People don't live or function in a vacuum. They live and behave based on the ideas they conform to.
Don't get me wrong, I agree that the people are responsible for their actions, but we can't separate the people from the ideas. Some people function well with worldviews that can't form a coherent morality system because there is something about those people that makes them predisposed to do good.
Other people, like myself, used the foundational ideas of the atheistic naturalistic worldview to do the bad things that I wanted to and not feel guilty or ashamed about it at all.

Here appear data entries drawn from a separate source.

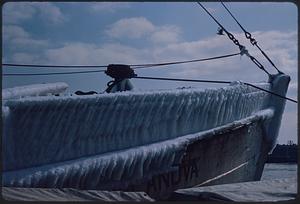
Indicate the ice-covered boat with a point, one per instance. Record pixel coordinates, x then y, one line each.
153 141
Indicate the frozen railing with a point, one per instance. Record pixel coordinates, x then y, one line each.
49 129
34 90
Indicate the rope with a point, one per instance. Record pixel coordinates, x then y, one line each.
236 42
51 73
216 81
252 40
136 66
190 80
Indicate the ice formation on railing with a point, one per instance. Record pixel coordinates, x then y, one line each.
34 90
50 129
118 169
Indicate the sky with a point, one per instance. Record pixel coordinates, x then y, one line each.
102 33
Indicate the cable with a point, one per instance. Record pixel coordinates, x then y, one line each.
216 81
252 40
62 66
236 42
51 73
137 66
190 80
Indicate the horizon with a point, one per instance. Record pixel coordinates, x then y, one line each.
93 33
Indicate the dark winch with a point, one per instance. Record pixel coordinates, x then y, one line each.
121 74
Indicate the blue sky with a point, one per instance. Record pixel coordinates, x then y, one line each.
98 33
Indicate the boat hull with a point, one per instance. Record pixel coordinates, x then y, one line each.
232 156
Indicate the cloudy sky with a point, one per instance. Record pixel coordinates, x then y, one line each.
95 33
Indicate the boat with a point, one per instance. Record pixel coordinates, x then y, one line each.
151 141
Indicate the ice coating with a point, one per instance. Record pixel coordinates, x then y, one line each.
34 90
51 129
119 168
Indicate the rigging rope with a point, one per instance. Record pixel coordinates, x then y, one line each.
136 66
252 40
216 81
236 42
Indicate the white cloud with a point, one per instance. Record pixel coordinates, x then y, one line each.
130 28
166 34
15 37
11 32
83 53
24 58
108 6
140 27
18 12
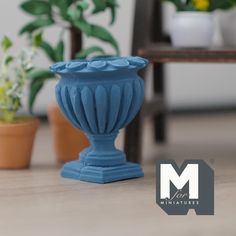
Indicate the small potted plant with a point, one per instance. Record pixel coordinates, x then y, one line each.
17 133
69 16
192 24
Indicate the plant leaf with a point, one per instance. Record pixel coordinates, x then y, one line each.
104 35
99 5
36 7
59 51
36 24
83 5
6 43
83 26
37 79
112 4
63 6
37 39
8 60
86 52
74 14
48 49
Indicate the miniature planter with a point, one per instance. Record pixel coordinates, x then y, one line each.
16 143
68 141
100 96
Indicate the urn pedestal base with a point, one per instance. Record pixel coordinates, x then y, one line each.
98 174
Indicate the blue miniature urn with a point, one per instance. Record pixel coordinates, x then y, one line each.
100 96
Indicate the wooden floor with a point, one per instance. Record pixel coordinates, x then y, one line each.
38 202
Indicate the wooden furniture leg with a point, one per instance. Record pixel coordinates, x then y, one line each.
133 140
159 89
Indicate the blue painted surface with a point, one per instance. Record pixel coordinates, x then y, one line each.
100 96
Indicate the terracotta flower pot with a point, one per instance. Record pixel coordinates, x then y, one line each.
16 143
68 141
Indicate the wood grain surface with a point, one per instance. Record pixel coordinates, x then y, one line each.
38 202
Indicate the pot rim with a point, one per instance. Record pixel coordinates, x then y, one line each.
99 64
29 120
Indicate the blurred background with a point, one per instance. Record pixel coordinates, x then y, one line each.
197 121
188 86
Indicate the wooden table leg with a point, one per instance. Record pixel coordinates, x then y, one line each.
133 140
159 88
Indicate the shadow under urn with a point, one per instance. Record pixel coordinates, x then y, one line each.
100 96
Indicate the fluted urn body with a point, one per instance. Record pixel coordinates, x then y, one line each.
100 96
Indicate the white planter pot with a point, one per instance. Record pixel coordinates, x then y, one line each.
192 29
228 27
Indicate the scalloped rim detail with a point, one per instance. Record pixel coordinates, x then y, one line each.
99 64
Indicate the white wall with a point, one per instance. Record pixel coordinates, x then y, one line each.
187 84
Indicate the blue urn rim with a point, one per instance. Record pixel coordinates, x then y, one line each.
101 64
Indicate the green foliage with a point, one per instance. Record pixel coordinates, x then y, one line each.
6 43
37 7
66 14
12 84
35 25
202 5
37 78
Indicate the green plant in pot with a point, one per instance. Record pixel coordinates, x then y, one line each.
16 133
71 16
192 25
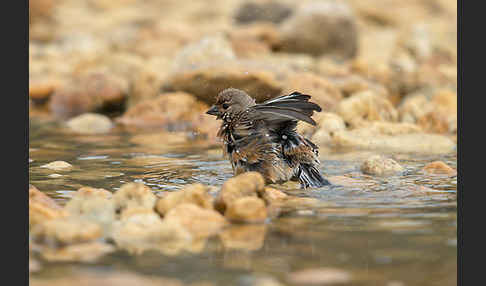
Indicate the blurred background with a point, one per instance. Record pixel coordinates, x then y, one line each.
118 57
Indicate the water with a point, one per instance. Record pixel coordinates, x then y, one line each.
387 231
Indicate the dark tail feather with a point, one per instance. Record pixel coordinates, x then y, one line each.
309 176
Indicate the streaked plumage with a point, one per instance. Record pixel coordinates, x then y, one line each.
263 138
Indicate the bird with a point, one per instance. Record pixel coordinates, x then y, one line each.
262 137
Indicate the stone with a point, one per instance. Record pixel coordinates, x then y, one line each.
58 166
320 276
42 88
322 91
134 196
253 40
272 196
205 81
366 106
370 139
42 207
439 168
90 123
144 231
380 166
64 231
93 205
205 50
247 184
246 237
88 93
196 194
199 222
327 124
247 210
321 27
87 252
262 11
120 278
178 111
437 114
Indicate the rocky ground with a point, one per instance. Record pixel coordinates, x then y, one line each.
384 72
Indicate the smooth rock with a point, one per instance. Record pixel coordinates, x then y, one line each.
88 93
144 231
63 231
380 166
320 276
58 166
246 237
196 194
87 252
42 207
243 185
90 123
198 221
203 51
262 11
321 27
366 106
247 210
439 167
134 196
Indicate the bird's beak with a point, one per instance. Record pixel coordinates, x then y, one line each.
213 111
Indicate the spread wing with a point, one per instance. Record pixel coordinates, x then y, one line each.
282 109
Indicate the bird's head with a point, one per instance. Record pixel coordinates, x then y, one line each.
229 102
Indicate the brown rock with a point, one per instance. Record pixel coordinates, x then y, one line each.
41 89
81 252
247 210
438 114
58 166
439 167
207 80
366 106
144 231
244 185
253 40
134 196
42 207
204 51
196 194
380 166
246 237
93 205
94 92
199 222
90 123
178 111
321 27
369 139
262 11
63 231
320 276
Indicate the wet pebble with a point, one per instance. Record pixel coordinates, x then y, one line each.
90 123
58 166
320 276
380 166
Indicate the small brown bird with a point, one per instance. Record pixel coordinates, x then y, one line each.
263 138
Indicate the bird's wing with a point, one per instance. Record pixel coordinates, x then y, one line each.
284 109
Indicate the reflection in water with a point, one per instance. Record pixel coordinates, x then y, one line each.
380 230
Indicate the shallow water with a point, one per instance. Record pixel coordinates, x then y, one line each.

I could steal, cheat, lie to, and hurt other people to get what I wanted because of "survival of the fittest," it was me or them, or how we said it in the street, "you gotta get it how you live." I didn't rationalize myself into believing that at the time (I was to high to think that deep back then.) It boils down to being a product of a fallen human nature, environment, and ideology/belief system.
I would rather live according to a philosophy that can be the foundation of a coherent morality system. Not one where if the adherents were leaders of the country and they decided that committing atrocities against people was what needed to be done for "the good of the collective/country" then that philosophical system couldn't logically and consistently be used to decry their actions.
That is why I mentioned communist China and Russia, which at the time were avowed atheistic countries. If morality is up to people or the society we can't call what individuals and entire belief systems do "bad" or "immoral."